AVANT-PROPOS

Mesdames, Messieurs,

Au mois de février 2013, les commissions de la culture et des affaires économiques du Sénat ont décidé d'inscrire les jeux vidéo à leur programme de contrôle et, à cette fin, ont créé un groupe de travail conjoint confié à André Gattolin (Ecolo - Hauts-de-Seine) pour la commission de la culture, de l'éducation et de la communication et à Bruno Retailleau (UMP - Vendée) pour la commission des affaires économiques.

Les jeux vidéo ont en effet la particularité de pouvoir être définis tant comme un objet culturel et artistique que comme un produit technologique . « Personne ne doute que ce soit une industrie, mais on oublie souvent qu'il s'agit d'un art » dit d'eux Olivier Séguret, chroniqueur et critique de cinéma et de jeux vidéo à Libération.

André Malraux, dans son « Esquisse d'une psychologie du cinéma » , donnait la même signification duale au septième art, longtemps considéré comme une prouesse technologique avant de conquérir ses lettres de noblesse dans le milieu culturel.

Si tel n'est pas le cas, à ce jour, des jeux vidéo, malgré la qualité et la créativité du scénario et du graphisme de certaines productions , c'est qu'ils souffrent en réalité d' une image encore peu flatteuse , associée à un risque addictif et à des comportements asociaux et agressifs.

Certes, la généralisation des pratiques entraîne indéniablement une évolution des mentalités en faveur du jeu , mais le changement est craintif à l'heure où l'industrie française du jeu vidéo, concurrencée à l'extrême, et notamment par le Canada, a plus que jamais besoin de considération institutionnelle pour se développer et attirer les investisseurs . Fragilisés et bien que loués pour la qualité de leurs jeux, les studios français, qui emploient 5 000 personnes, ne doivent pas être laissés au bord du chemin.

La France, qui comptait dans les années 1990 jusqu'à 15 000 emplois directs dans le jeu vidéo et qui forme toujours des professionnels mondialement reconnus et recherchés, n'a que trop tardé à soutenir cette industrie et à freiner sa délocalisation.

Le jeu vidéo constitue en effet un moteur de croissance qu'il serait imprudent de ne pas considérer, notamment en raison de l' interaction de ce secteur avec celui des nouvelles technologies , comme le rappelait la revue Hermès en introduction de son numéro spécial sur le jeu 1 ( * ) : « Les jeux vidéo, informatisés depuis près de quarante ans, [dépendent des nouvelles technologies] pour leur développement et leur diffusion.
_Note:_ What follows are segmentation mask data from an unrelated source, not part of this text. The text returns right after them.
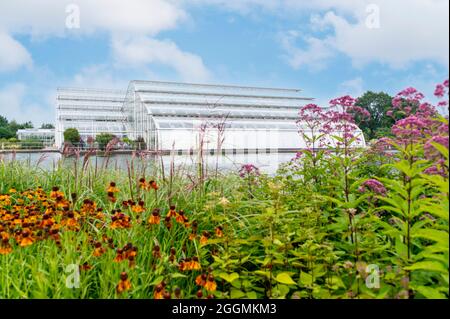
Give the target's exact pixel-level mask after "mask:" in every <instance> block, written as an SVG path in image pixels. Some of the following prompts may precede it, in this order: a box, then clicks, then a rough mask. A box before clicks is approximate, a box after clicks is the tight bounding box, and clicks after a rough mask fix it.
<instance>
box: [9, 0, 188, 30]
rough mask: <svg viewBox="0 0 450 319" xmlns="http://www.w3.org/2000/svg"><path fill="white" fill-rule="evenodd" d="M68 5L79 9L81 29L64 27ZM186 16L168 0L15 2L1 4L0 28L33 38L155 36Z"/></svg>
mask: <svg viewBox="0 0 450 319" xmlns="http://www.w3.org/2000/svg"><path fill="white" fill-rule="evenodd" d="M69 4H74V5H76V6H78V8H79V13H80V15H79V16H80V28H79V29H68V28H66V19H67V17H68V16H69V13H67V12H66V8H67V6H68V5H69ZM185 17H186V13H185V12H184V10H183V9H182V8H180V6H178V5H176V4H175V3H174V1H170V0H127V1H122V0H96V1H92V0H73V1H61V0H14V1H1V2H0V28H1V27H3V28H4V29H6V30H8V31H10V32H12V33H26V34H32V35H33V36H35V37H45V36H49V35H59V36H64V35H66V34H72V33H77V34H90V33H92V32H96V31H106V32H110V33H126V32H131V33H139V34H156V33H158V32H160V31H163V30H167V29H172V28H174V27H176V25H177V23H178V22H179V21H181V20H183V19H184V18H185Z"/></svg>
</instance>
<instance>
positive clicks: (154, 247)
mask: <svg viewBox="0 0 450 319" xmlns="http://www.w3.org/2000/svg"><path fill="white" fill-rule="evenodd" d="M152 255H153V257H155V258H161V248H160V247H159V246H158V245H155V246H154V247H153V250H152Z"/></svg>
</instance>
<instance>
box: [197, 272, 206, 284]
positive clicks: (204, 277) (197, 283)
mask: <svg viewBox="0 0 450 319" xmlns="http://www.w3.org/2000/svg"><path fill="white" fill-rule="evenodd" d="M206 278H207V276H206V274H200V275H198V276H197V278H195V283H196V284H197V286H201V287H203V286H204V285H205V284H206Z"/></svg>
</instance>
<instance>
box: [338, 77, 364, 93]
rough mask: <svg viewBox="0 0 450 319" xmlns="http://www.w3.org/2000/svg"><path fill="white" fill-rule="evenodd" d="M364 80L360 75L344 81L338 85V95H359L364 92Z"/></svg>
mask: <svg viewBox="0 0 450 319" xmlns="http://www.w3.org/2000/svg"><path fill="white" fill-rule="evenodd" d="M364 92H365V91H364V81H363V79H362V78H361V77H356V78H354V79H350V80H347V81H344V82H342V83H341V85H340V92H339V94H338V96H342V95H350V96H353V97H358V96H361V95H362V94H363V93H364Z"/></svg>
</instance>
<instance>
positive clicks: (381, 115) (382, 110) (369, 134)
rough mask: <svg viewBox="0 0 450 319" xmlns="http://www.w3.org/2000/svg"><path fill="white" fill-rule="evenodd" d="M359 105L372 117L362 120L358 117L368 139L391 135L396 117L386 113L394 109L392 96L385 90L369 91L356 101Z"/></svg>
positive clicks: (358, 98) (367, 139) (388, 135)
mask: <svg viewBox="0 0 450 319" xmlns="http://www.w3.org/2000/svg"><path fill="white" fill-rule="evenodd" d="M356 105H357V106H360V107H362V108H364V109H366V110H367V111H368V112H369V113H370V119H369V120H364V121H361V120H360V119H358V118H356V123H357V124H358V127H359V128H360V129H361V130H362V131H363V132H364V137H365V138H366V140H367V141H370V140H372V139H375V138H380V137H383V136H390V135H391V133H390V131H391V127H392V125H393V124H394V119H393V118H392V117H389V116H387V115H386V112H387V111H388V110H389V109H392V97H391V96H389V95H388V94H386V93H384V92H379V93H375V92H372V91H367V92H366V93H364V94H363V95H362V96H361V97H359V98H358V101H357V102H356Z"/></svg>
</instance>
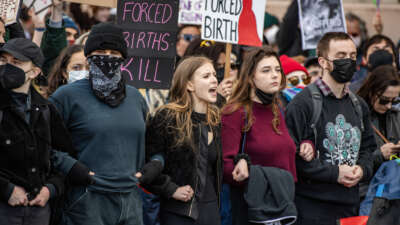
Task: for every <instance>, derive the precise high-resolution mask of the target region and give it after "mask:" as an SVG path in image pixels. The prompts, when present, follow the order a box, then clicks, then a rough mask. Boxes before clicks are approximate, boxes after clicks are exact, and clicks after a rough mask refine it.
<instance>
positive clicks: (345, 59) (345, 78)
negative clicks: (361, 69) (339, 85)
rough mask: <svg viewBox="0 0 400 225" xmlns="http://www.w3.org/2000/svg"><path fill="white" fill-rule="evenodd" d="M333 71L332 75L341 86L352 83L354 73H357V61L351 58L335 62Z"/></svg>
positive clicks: (339, 60) (334, 63)
mask: <svg viewBox="0 0 400 225" xmlns="http://www.w3.org/2000/svg"><path fill="white" fill-rule="evenodd" d="M332 62H333V70H332V72H331V75H332V77H333V79H334V80H335V81H336V82H338V83H341V84H344V83H347V82H349V81H351V79H352V78H353V76H354V73H355V72H356V71H357V68H356V67H357V64H356V61H355V60H353V59H350V58H346V59H336V60H333V61H332Z"/></svg>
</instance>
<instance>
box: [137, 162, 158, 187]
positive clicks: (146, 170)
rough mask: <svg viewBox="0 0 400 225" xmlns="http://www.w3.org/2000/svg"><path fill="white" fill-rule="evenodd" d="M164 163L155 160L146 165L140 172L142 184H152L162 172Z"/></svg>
mask: <svg viewBox="0 0 400 225" xmlns="http://www.w3.org/2000/svg"><path fill="white" fill-rule="evenodd" d="M162 170H163V166H162V163H161V162H160V161H158V160H153V161H151V162H148V163H146V164H145V165H144V166H143V168H142V169H141V170H140V173H141V174H142V176H141V177H140V178H139V182H140V183H141V184H151V183H152V182H153V180H154V179H156V178H157V177H158V176H159V175H160V174H161V172H162Z"/></svg>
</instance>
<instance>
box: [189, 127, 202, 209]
mask: <svg viewBox="0 0 400 225" xmlns="http://www.w3.org/2000/svg"><path fill="white" fill-rule="evenodd" d="M199 130H200V132H199V143H200V141H201V124H200V125H199ZM199 145H200V144H199ZM198 149H199V151H200V147H199V148H198ZM198 153H199V152H198ZM196 171H197V165H196ZM198 180H199V178H198V176H196V183H195V185H194V190H193V197H192V200H191V202H190V207H189V216H191V215H192V209H193V203H194V199H195V198H196V189H197V183H198Z"/></svg>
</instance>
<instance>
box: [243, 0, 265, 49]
mask: <svg viewBox="0 0 400 225" xmlns="http://www.w3.org/2000/svg"><path fill="white" fill-rule="evenodd" d="M252 3H253V2H252V0H243V9H242V13H241V14H240V17H239V44H240V45H251V46H262V42H261V40H260V38H259V37H258V33H257V20H256V16H255V15H254V12H253V10H252V5H253V4H252Z"/></svg>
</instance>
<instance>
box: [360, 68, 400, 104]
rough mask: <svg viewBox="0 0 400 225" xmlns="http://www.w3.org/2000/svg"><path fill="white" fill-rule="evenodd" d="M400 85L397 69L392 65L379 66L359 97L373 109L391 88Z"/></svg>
mask: <svg viewBox="0 0 400 225" xmlns="http://www.w3.org/2000/svg"><path fill="white" fill-rule="evenodd" d="M398 85H400V78H399V75H398V74H397V71H396V69H395V68H394V67H393V66H392V65H384V66H378V67H377V68H376V69H374V70H373V71H372V72H371V73H370V74H369V75H368V77H367V79H366V80H365V81H364V83H363V85H362V86H361V88H360V90H359V91H358V93H357V94H358V95H359V96H360V97H362V98H363V99H364V100H365V102H366V103H367V104H368V106H369V107H370V109H372V108H373V105H374V102H375V101H376V99H377V98H379V97H380V96H381V95H382V94H383V92H385V90H386V89H387V88H388V87H389V86H398Z"/></svg>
Cette dépendance [...] est caractérisée par une suite de cycles : intégration d'une technologie innovante, développement de nouveaux contenus, mutation du processus de production, enfin conquête d'un nouveau marché jusqu'à saturation et démarrage d'un nouveau cycle. Mais l'attractivité du jeu vidéo a, à son tour, largement contribué à populariser les nouvelles technologies, l'Internet et les réseaux sociaux. Aujourd'hui, on se connecte autant, voire davantage, pour jouer que pour s'informer. »

Aujourd'hui, le jeu vidéo comme les nouvelles technologies, sont ancrés dans nos vies quotidiennes : le temps de jeu s'allonge sans cesse, tandis que les techniques et technologies du jeu sont utilisées pour un nombre croissant d'usages. Qu'on s'en réjouisse ou qu'on la déplore, la « gamification » de la société constitue un enjeu économique de premier ordre pour l'industrie française du jeu vidéo , enjeu que pouvoirs publics, studios et investisseurs privés se doivent de relever.

Le présent rapport, après avoir rappelé les grands débats qui existent autour du jeu vidéo et tenté de tracer les frontières de cette industrie à plusieurs visages, dresse un bilan de la politique économique de la France en faveur de ce secteur, avant de proposer des pistes de travail qui permettront de « jouer français » demain.


* 1 Hermès n° 62 (2012) « Quand jouer, c'est communiquer ».